The earliest form of illustration would have to be paintings on caves and rocks. I imagine these weren’t created for mere decorative purposes. The art was for posterity. They were passing on knowledge. I also imagine that such an undertaking was a spiritually-laden one, whether the illustrator was aware of this or not.
Queue Nkosana Nkomo. The boy must be his ancestors’ wildest dreams come to life. His work might not be etched on caverns, but his old Wacom Bamboo tablet which he uses to illustrate is sufficient to carry the sacred works he makes. Again my imagination informs me, that he creates with the spirit kindred to that which led the cave illustrator. “My work is heavily inspired by African spirituality,” Nkosana tells me.
“When I first began it was for a purpose of putting black fantasies in the light it deserves, but as time went it became clear that it wasn’t a case of a black fantasies, but was more spiritually inclined work. This became clear to me when I saw majority of my audience being spiritual individuals who took a great liking to my work and some even said they receive messages from their elders from my work. What I thought was imagination was actually me being guided. The significance at play here is that my artwork just doesn’t reflect me and my “imagination” or that place I get taken to, but many others that can relate to the sacredness and magic in spirituality. I didn’t know the greater purpose of my art, until spiritual healers commented on my artwork and the more I created, the clearer things became.”
He goes by the moniker Nkosana The Art and the devilish algorithms brought me to his work while I was loitering them Instagram caves. The composition of Nkosana’s work is attractive but I was more enchanted by what he describes as the “spiritual realm dwelling beings” he depicts. They are surreal, undeniably African and are portrayed with an enlightened meticulousness.
“Commission based artwork is where I deal with real life people, they send me their photos and tell me to do what I do, and I do what I do. Surprisingly some even think I am a divine, because of the outcome of the art. One time I created for this lady and I just went in and placed in all sorts of elements according to how I felt she should be represented, like a crown made of corn cobs and Protea flowers and after she saw her piece she asked me why did I place all those elements in there and I really had no idea, so I made up some reasons as to what they each represent and she gave me a description of how each of those elements relate to her growing up and till present. Crazy right?”
Born in Heilbron in the Free State, but grew up in the Vaal in Sebokeng, he describes himself as an old soul, young at heart in a body of an artist. “Isintu is everything to me and my work. Abantu is everything to me and my work. Amadlozi is [sic] everything to me and my work.”

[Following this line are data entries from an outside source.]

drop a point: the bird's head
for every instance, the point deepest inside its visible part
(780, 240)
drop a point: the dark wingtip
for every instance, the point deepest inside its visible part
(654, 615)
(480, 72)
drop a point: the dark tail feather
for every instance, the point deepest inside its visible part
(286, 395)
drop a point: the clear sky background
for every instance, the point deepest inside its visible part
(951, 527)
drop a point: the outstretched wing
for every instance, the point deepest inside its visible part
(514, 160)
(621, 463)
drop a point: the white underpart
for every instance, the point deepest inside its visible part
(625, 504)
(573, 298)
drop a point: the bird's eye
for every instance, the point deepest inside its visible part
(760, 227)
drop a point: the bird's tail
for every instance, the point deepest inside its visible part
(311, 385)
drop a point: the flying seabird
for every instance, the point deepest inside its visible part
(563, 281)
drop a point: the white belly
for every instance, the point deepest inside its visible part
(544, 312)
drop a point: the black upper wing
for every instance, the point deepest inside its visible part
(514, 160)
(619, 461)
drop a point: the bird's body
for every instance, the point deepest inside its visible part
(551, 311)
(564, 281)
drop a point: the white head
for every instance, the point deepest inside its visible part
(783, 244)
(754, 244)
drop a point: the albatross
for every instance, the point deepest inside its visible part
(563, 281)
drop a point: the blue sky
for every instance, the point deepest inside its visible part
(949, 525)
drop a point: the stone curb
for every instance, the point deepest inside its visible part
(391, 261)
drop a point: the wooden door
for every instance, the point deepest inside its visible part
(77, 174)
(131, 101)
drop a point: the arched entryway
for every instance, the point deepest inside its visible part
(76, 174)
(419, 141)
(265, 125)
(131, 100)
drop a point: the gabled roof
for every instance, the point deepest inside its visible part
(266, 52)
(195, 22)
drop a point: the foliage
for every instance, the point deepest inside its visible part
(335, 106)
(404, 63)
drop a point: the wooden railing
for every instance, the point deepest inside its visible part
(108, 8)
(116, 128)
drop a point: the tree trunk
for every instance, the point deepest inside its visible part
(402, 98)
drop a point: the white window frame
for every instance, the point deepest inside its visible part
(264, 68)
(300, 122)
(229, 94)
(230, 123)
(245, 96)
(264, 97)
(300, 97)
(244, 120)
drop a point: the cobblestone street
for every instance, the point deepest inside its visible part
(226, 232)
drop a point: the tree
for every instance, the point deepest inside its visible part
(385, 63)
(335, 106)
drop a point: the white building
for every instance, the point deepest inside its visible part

“I grew up in a Christian family and a lot of isintu wasn’t taught in the household, my grandmother who was a sangoma lived far, but I picked up a lot in the little best time I had with her. The elders who made rituals every year passed on when I was at a young age and as I grew up, I drifted away from isintu and got involved in cosmetic churches in my teen years. All of that didn’t make sense or relate to me as time went and I withdrew from being a Christian and am now learning more of isintu. Can you believe it? I am 30 years old and only knew izithakazelo zam four years ago by asking what they are. But ever since I have been on this path, isintu has been working wonders for me and with every chance, I am learning,” says the now Ranburg based artist.
It’s a generational thing; the infatuation with spirituality be it heeding the calling yok’thwasa, the fascination with astrology and numerology- the peoples is tryna find themselves. In finding self, this generation draws strength from owning and telling their stories. As much as Black Panther brought excitement on the continent and in Africans in the diaspora, the story was originally created by white men who aren’t from here. There’s a growing number of comics or graphic novels created by Africans.
Nkosana has a skeleton of a graphic novel which he’s working on together with two writers and an illustrator, but won’t say much about the project. “The story [is] about African mythology and is based in ancient times. I will end that there,” he says laughing out loud.
Music artists have utilized Nkosana’s skill for the album covers. “Some of these artists are from the United States and Europe, but most are from home. I worked with Piff James, Liqwa, Masta Roach, Vic Mover, Dominque Ivory, Lilow NTK, Fnote and Mandingo Bay Warriors. There are more who enquire and tell me they will be back for the art cover when the music is ready.”
I imagine the fella from the cave smiles to know that Nkosana sees everything as a canvass to impart messages from the other realm. “…T- shirts, billboards, carpets… I would love my work to be received by anyone out there in the world who sees it for what it is and fulfilled by it. The space I wish my art to occupy is the heart, mind and spirit, even if it is for a second, it will have served its purpose.”